I just put a 12 x 22 addition on my house.  I call it an adirondack room, the walls , cathedral ceilings and floor are knotty pine.  I always planned on putting a wood stove in it.  But now i am being steered towards gas.  The cons for the wood stove to me (as i see them) are:

more costly (double wall chimneys aren’t cheap), seasoned wood by me is about $275 to 300 a cord.

lots of work.. hauling in wood, cleaning up the mess, getting wood, ashes, starting the fire.

I would need a bigger hearth.

Being a lazy person, I see myself going the gas way.  But that would take away from the Adirondack theme.

The gas stove i am looking at is from monessen, I would choose the black color.

http://www.monessenhearth.com/index.asp?rgn=USA&pag=product/ventfree/CSVF.asp

Any help or ideas wood be appreciated.


----------



## SteveT (Oct 24, 2008)

My thoughts:

1. With the safety ratings and code approvals it is probably unfair to say an unvented stove is unsafe. That said I'd NEVER have one in my house. I just do not like the idea of combustion without venting.

2. The cost of the gas has to be factored... look at a $/BTU comparison and see what you actually would pay.

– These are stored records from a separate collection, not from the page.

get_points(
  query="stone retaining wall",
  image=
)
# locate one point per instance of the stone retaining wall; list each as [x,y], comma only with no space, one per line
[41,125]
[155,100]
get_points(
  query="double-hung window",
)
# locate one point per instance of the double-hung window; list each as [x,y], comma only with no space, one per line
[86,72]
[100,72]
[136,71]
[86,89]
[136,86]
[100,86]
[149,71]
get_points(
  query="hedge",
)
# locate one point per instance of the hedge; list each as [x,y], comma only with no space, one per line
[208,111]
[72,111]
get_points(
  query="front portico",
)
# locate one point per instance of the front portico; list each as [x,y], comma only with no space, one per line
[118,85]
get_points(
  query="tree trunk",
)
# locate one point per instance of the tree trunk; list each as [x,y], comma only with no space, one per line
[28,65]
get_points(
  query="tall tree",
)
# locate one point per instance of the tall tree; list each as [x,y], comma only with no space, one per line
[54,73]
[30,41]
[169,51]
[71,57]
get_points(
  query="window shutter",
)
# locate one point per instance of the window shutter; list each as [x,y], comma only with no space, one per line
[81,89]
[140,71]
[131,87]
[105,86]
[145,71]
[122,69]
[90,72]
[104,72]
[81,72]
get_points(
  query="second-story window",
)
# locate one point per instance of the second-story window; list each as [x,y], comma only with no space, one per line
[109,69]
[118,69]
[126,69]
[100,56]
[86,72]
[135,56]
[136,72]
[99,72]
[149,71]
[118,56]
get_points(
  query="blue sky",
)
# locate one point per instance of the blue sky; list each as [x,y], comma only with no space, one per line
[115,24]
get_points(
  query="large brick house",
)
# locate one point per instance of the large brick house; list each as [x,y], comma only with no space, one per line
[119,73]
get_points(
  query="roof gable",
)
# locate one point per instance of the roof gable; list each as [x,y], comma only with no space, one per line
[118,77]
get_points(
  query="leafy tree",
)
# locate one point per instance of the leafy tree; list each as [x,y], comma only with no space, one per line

3. Planning a year ahead you can buy unseasoned wood and not pay such a high price. Around here most wood sellers charge about 2/3rd the price for fresh cut as "seasoned". With a little effort some of your wood will be free (and that's a great feeling).

4. Wood burning is a chore but it is a pleasant chore. 

5. The "Adirondack Effect" is worth a whole lot!


----------



## Redox (Oct 26, 2008)

Another big difference is the type (cost) of gas.  Natural gas is a relative bargain, especially if you have to pay $300/cd.  Propane is going to be more costly, but what value do you put on convenience?  If you are trying to keep one or two rooms warm and currently heat with oil, the propane might be a good choice.  

I agree with EngineRep as I wouldn't want an unvented heater in my house either.  It's just too easy for something to go wrong and they start making CO.  The vent shouldn't be that expensive; you can use B vent which is a whole lot less expensive than class A.  

Chris


----------



## tubbster (Oct 26, 2008)

Vent free damaged my house.

How about a direct vent unit? There sure are plenty to choose from. Vent straight out the wall.


----------



## alexdrozd (Nov 7, 2008)

How about a pellet stove?


----------



## tubbster (Nov 7, 2008)

ssman said:
			
		

> How about a pellet stove?



Why deal with storing pellets, noise, smoke, and MAINTENANCE when you have economical, clean gas available? (easy delivery of fuel also!)


----------